ジャンプは背伸びして少し大人の世界も覗くけど、コロコロは、ホントに子どものための本だと感じました。だから親が安心して買い与えることができたのかも知れません。ジャンプが公立校なら、コロコロは附属の私立校みたいな感じですか――。
コロコロに描き始めたのは、東京から地元の名古屋に戻ってすぐの頃でした。担当の編集者はよく名古屋まで来てましたね。でき上がった原稿を名古屋から送るんですが、名古屋駅の新幹線のホームで、東京に行くヒトにいきなり声かけて配達を頼んだりしてました。なるたけ信用できそうな人を選んではいたのですが、今考えると、あの頃ってよい時代だったんですね。
そういえば、コロコロコミックの製本サイズが週刊の少年誌と違うので、初めの頃はとまどいましたね。ボクはコロコロも他の雑誌も、同じサイズの原稿用紙で描いていたので、縮小率が違うんですよ。コマを3段にしたり4段にしたり、試行錯誤しました。スクリーントーンも心配だったのですが、コロコロは印刷が良かったのか、よく出てましたね。

『ロボッ太くん』の連載は、最初、家族ものの設定で始めたけど、それだと登場するのが大人ばっかりになっちゃうので、すぐ学園ものにしました。だいたい僕のまんがの主人公って大人なんだよね。『トイレット博士』といい――。
それから、アラレちゃん(『Dr.スランプ』)を意識しましたね。アラレちゃんが洗練されているので、その逆で、「よし、下品で行こう!」と。わんぱく坊主で、読んでる人に「しょーがねーな、弱ったもんだ」と思わせたい。連載中は、アイデアコンテストや、KP少年団とか、読者を巻き込む企画でずいぶん遊ばせてもらいましたね。へたくそな字で書いてきたアイデアが面白かったりしてね。でも巻き込まれる読者の方でもこちらの狙いを読んでたのかも知れないけど。

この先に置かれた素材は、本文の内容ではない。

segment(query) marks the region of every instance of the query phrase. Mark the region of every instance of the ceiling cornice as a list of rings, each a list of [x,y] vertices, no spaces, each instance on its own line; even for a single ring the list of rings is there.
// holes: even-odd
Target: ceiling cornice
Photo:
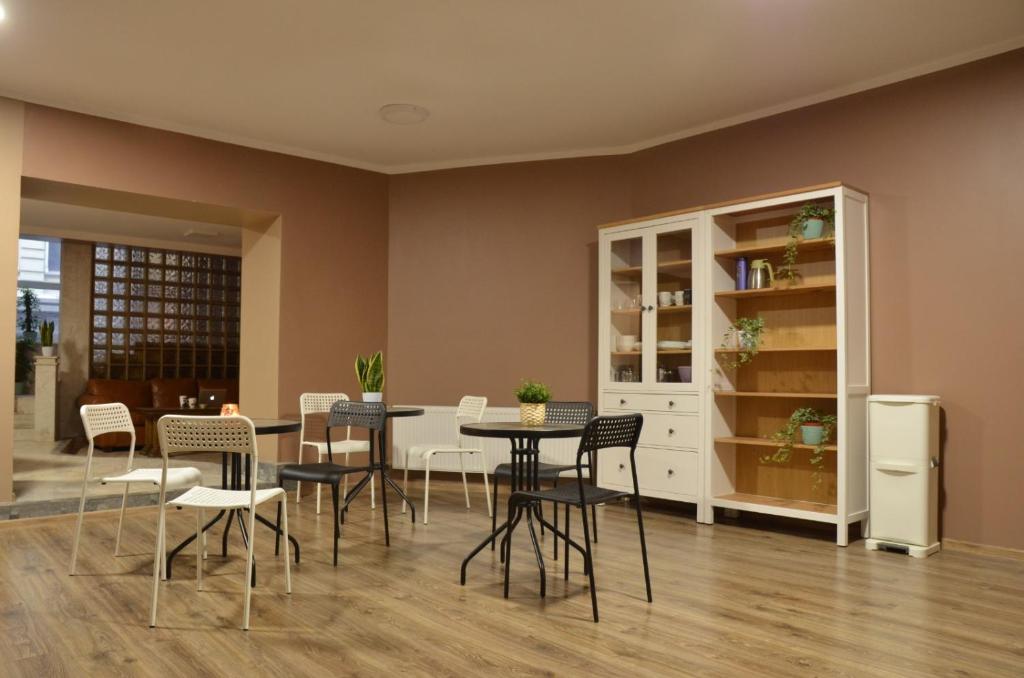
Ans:
[[[436,170],[458,169],[461,167],[479,167],[483,165],[501,165],[509,163],[536,162],[542,160],[563,160],[569,158],[584,158],[608,155],[627,155],[648,148],[653,148],[655,146],[660,146],[662,144],[678,141],[680,139],[685,139],[687,137],[697,136],[698,134],[704,134],[718,129],[732,127],[734,125],[739,125],[745,122],[758,120],[760,118],[778,115],[779,113],[785,113],[787,111],[812,106],[814,104],[819,104],[833,99],[838,99],[841,97],[849,96],[851,94],[857,94],[859,92],[864,92],[867,90],[876,89],[878,87],[891,85],[893,83],[901,82],[904,80],[909,80],[923,75],[928,75],[929,73],[935,73],[937,71],[946,70],[948,68],[954,68],[956,66],[961,66],[972,61],[978,61],[980,59],[985,59],[991,56],[1003,54],[1005,52],[1010,52],[1021,48],[1024,48],[1024,36],[987,45],[976,50],[961,52],[959,54],[955,54],[943,59],[931,61],[926,64],[921,64],[919,66],[897,71],[895,73],[890,73],[877,78],[861,80],[859,82],[850,85],[845,85],[843,87],[837,87],[810,96],[792,99],[790,101],[777,104],[775,106],[769,106],[755,111],[742,113],[740,115],[722,118],[704,125],[697,125],[684,130],[680,130],[678,132],[673,132],[671,134],[646,139],[632,144],[606,147],[591,147],[581,149],[567,149],[545,153],[524,153],[520,155],[462,158],[441,162],[409,163],[397,165],[382,165],[378,163],[365,162],[362,160],[346,158],[332,153],[322,153],[310,149],[288,146],[286,144],[277,144],[273,142],[262,141],[260,139],[253,139],[242,135],[222,132],[220,130],[212,130],[201,127],[191,127],[188,125],[180,125],[167,120],[147,118],[143,116],[124,115],[116,111],[101,110],[90,106],[76,105],[74,103],[69,104],[68,102],[41,100],[38,98],[27,97],[14,91],[0,90],[0,96],[5,96],[11,99],[18,99],[26,103],[37,104],[40,106],[60,108],[75,113],[82,113],[85,115],[108,118],[111,120],[117,120],[120,122],[126,122],[134,125],[141,125],[143,127],[161,129],[168,132],[187,134],[189,136],[199,137],[202,139],[209,139],[211,141],[219,141],[223,143],[234,144],[236,146],[255,148],[263,151],[270,151],[273,153],[281,153],[284,155],[307,158],[310,160],[318,160],[321,162],[327,162],[335,165],[343,165],[355,169],[367,170],[370,172],[378,172],[381,174],[410,174],[415,172],[431,172]]]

だいたい、僕は女の子のキャラを描くのが苦手で。師匠の赤塚不二夫もそうだけど、身近に女の子がいるまんが家って女の子が描けない。現実で昇華できて妄想がないから描けないんだよね。永井豪さんが女の子描くの上手いから、からかったりしてね。永井さんは女の子への憧れが強かったんだろうね。僕は照れちゃって描けない。だから僕の描く女の子は実は男の子。おっぱいついてるだけで……。赤塚先生の流れを汲んじゃったな!
僕は、自分が面白いものを描けるかどうかが重要と思ってるから、特に意識した作家とかはいないんだけど……でも江口寿史の描く女の子は好きだったな。かわいくて。でも僕が抱きたいと思うのはどおくまんの描く女の子(笑い)。
ライバルとして意識したワケじゃないけど、小林よしのりさんはキャラクター作りがうまいな、と思って見てました。あんなキャラは普通思いつかない。けっしてかわいく描こうと思ってないのに、おぼっちゃまくんにしても東大通にしても、僕にはめちゃめちゃかわいいキャラに見えるんだね。かわいい基準が違うというか……そういうところがうらやましかった。
かわいくない男の子キャラは難しい……でも、かわいくない女の子はもっと難しい。できたら大ヒットするね。土田よしこ(『つる姫じゃ〜っ』)くらいじゃないかな。彼女はとても意識してました。勝てないな、うまいよな、これは天性だなと。勝てないものはすべて天性(笑い)。